Fortes se enfrentó a otro de Valdefresno que debería haber seguido el camino del primero. Por supuesto que lo de la suerte de varas era un imposible, con ese señalar el puyazo de forma ostensible por parte del pica, como si estuviera haciendo un favor a los señores que habían pagado por un tercio de varas, birlándoselo en su cara. Muletazos de rodillas, que como suele pasar, por esa imposibilidad de esconder la pierna y la poca movilidad del matador, aunque sean trapazos destemplados, suelen darse con la muleta más plana de lo habitual. Luego, ya de pie, las cosas volvieron a su ser, a los trapazos, al meterse entre los pitones, vulgar, haciendo que algunos no entendieran esos alardes absurdos que tan poco tienen que ver con el toreo. Su segundo, el quinto, fue más de los mismo, muletazos desangelados, sin poderle bajar al mano a riesgo de despanzurre, mientras el de Fraile Mazas deambulaba como un burro por el ruedo.

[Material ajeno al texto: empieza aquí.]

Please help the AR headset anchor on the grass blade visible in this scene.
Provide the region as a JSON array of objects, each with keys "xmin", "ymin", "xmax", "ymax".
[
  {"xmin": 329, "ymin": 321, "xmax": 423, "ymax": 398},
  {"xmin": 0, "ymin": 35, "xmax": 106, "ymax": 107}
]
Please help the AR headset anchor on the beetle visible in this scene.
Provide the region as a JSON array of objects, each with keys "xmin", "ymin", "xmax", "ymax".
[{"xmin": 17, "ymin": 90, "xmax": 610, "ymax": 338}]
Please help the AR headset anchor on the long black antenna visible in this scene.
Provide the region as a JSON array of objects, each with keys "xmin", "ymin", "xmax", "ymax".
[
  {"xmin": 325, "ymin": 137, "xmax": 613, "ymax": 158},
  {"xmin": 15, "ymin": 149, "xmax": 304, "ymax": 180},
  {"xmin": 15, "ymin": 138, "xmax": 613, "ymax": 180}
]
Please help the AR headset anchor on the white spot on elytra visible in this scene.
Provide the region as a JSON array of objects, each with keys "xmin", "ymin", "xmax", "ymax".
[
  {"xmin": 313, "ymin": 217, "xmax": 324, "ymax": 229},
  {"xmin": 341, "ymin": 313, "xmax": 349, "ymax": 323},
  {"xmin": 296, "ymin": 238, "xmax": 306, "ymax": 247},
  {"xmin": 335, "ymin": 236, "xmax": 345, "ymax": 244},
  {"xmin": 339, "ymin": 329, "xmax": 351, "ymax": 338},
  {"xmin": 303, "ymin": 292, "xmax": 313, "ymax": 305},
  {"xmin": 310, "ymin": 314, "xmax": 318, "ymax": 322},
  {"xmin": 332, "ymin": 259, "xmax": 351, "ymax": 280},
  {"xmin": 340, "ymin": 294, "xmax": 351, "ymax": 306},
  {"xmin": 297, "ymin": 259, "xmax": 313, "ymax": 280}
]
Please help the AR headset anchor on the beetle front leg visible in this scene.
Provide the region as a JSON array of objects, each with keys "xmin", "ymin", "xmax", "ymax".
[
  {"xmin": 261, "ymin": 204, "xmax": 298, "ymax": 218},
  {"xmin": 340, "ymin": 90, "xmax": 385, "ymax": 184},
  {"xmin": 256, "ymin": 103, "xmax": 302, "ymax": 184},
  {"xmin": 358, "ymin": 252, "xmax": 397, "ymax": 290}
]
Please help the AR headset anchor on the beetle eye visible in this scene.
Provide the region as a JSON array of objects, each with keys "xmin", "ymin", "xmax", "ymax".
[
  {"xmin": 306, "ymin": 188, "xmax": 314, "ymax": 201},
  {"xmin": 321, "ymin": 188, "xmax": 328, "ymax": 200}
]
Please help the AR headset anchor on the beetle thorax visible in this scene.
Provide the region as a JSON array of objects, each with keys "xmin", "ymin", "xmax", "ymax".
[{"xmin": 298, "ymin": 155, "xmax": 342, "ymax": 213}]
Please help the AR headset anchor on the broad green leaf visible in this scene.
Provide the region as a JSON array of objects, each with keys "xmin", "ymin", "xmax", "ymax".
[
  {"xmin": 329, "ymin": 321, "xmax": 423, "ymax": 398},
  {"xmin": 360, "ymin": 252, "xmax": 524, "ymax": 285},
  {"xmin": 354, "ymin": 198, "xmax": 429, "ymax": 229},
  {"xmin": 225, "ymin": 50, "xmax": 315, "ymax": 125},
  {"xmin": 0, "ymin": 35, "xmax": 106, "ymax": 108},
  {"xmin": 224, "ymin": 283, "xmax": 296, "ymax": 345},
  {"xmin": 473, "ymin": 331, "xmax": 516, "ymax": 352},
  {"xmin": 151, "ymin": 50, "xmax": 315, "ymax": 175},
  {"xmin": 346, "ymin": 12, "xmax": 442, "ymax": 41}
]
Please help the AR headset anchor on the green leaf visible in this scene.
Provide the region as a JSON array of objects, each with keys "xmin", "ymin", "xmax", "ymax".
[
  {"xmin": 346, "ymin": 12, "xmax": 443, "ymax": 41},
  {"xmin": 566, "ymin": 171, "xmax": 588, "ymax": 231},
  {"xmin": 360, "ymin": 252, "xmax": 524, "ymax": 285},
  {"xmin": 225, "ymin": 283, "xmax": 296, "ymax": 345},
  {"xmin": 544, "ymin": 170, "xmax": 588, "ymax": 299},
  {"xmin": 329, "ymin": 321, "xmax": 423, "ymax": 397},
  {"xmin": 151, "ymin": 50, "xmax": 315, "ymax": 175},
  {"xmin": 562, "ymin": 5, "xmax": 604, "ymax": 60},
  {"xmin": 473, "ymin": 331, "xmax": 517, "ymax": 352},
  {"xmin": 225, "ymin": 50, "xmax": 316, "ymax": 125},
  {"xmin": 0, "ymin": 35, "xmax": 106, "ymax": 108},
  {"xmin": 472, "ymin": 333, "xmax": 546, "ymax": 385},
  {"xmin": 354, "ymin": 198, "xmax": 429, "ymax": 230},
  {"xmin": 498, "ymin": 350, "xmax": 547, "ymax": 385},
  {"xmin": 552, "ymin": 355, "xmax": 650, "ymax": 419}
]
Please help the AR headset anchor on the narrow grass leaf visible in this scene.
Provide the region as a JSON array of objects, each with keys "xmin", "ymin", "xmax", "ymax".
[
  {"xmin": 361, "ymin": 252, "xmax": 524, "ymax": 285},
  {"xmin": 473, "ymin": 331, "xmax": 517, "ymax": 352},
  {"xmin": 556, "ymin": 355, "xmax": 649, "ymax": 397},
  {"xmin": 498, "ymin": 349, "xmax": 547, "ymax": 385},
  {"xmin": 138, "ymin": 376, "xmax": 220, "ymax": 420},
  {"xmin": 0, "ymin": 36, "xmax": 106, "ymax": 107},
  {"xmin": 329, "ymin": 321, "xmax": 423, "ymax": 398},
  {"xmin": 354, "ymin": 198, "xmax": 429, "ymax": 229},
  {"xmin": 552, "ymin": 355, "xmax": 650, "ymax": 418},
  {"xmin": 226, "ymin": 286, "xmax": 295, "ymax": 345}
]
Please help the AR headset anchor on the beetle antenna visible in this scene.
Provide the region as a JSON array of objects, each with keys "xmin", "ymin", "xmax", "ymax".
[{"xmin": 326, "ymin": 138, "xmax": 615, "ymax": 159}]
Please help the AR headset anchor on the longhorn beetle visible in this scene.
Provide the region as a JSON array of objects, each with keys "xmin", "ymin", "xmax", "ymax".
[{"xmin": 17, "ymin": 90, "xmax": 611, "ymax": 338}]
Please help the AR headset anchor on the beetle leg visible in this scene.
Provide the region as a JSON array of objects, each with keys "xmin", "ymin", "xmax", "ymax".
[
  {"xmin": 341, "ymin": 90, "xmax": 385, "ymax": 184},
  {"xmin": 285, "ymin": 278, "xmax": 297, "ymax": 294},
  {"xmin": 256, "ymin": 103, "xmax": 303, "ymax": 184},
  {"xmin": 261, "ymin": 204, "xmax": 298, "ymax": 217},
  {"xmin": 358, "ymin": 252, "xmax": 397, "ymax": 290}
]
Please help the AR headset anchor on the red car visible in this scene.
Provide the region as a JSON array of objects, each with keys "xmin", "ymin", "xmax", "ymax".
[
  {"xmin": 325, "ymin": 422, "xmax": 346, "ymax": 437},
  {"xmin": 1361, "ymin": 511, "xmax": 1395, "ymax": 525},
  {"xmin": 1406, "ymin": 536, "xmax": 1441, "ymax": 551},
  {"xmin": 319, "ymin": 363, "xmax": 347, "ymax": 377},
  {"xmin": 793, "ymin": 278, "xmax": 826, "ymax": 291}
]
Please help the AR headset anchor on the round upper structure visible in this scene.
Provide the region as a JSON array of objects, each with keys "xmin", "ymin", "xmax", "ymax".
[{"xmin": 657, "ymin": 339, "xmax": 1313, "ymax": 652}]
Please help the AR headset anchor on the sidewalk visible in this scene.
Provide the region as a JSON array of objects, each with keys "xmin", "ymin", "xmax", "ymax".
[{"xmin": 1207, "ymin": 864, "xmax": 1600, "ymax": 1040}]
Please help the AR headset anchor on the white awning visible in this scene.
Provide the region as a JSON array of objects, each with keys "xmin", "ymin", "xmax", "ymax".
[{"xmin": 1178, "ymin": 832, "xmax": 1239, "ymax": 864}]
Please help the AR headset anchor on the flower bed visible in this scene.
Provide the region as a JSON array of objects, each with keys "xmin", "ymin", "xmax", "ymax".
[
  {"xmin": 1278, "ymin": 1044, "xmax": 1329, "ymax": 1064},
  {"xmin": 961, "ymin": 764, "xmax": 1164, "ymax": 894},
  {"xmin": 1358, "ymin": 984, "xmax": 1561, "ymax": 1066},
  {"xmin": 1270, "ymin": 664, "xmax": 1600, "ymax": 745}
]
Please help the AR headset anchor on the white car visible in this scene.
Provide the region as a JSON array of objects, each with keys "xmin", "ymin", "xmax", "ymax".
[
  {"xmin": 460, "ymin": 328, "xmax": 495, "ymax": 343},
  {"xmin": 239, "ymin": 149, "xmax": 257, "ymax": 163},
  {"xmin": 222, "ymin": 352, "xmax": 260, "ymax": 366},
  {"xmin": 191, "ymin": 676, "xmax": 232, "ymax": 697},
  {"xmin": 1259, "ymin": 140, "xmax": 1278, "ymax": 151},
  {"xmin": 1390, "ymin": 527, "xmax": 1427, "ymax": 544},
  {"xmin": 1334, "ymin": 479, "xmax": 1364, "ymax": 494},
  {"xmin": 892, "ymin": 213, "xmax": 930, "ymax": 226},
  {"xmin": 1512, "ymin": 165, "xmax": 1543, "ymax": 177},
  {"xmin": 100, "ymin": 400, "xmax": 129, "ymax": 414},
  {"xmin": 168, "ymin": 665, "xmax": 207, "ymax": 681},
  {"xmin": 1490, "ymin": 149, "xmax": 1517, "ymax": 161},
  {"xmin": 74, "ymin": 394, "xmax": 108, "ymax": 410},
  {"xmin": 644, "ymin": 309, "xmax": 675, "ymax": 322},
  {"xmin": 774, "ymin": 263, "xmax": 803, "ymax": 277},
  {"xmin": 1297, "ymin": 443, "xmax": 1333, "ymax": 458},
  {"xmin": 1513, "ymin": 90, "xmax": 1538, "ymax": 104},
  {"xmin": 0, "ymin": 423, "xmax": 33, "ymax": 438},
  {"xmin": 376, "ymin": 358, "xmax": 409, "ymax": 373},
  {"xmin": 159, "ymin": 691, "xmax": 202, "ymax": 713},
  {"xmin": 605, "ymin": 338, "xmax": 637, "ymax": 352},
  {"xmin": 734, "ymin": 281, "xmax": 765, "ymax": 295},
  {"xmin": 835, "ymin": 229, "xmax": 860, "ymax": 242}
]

Menos mal que estaba Juan lal para animarnos, que delicia, por un momento a algunos nos transportó a años atrás, a los veranos de la juventud, a la plaza de Benidorm, dónde tanto gustaban los que calzaban de rosas y se ponían a hacer mojigangas delante de los pobres animalejos. Si hasta ese calorcillo estival se hacía sentir en el rostro. Ese Juan Leal que aún no ha acabado de asimilar eso del toreo de capote, ni para qué sirve, ni que con él se lleva y se saca a los toros del caballo, ni tan siquiera que si llueve uno lo puede usar para echárselo por encima y no mojarse. Ese recibiendo por detrás desplegando la muleta, que si se descuida, ni pilla toro, de lo vencido que iba el toro por ese lado. Más muletazos por el dorso y otros por el torso, sin saber con cuál quedarnos. Al final se los quedó todos él. No acertaba ni daba la sensación de que lo tuviera muy claro, de dónde ponerse. Pico, culo fuera, él muy, muy fuera, vulgarísimo y cuándo el animal ya se le aquerenció en tablas, ¡ay, amigo! Ahí se explayó, despatarrado hasta la más chabacana exageración, con invertidos, circulares, regañado con el toro, gesticulante, metido entre los pitones y por si le faltara algo, un traspiés en la cara del toro, que le ignoró por completo, que hizo que algunos perdieran la compostura y se volvieran locos ante tal desparrame de vulgaridad. Pobre Madrid. ¿Dispuesto? Pues hombre, sí, pero en el toreo, la disposición es el fascículo uno y el dos, que te lo dan de regalo, pero de ahí al ciento cincuenta y ocho hay que rellenar con otras muchas cosas y que van más allá de esa supuesta disposición. A su segundo, al que costaba llevar al caballo sabiendo, sin saber, imagínense, la eternidad. El de fraile mazas hasta empujó en el peto, aunque eso sí, con la cara alta y hacia afuera, buscando cómo salir de allí. El francés intentó reeditar su repertorio de tosquedades sin sentido, pero las carreritas entre muletazo y muletazo, el que se la dejara tocar en demasía y las dudas para ver por dónde le metía mano, hicieron que el personal se aburriera y que ni ese meterse entre los cuernos le levantara el espíritu. Ya era muy tarde y el festejo se había hecho demasiado pesado viendo ese desfile de inválidos descastados y es que, como dicen por los llanos de Albacete, estaban todos destastarillaos.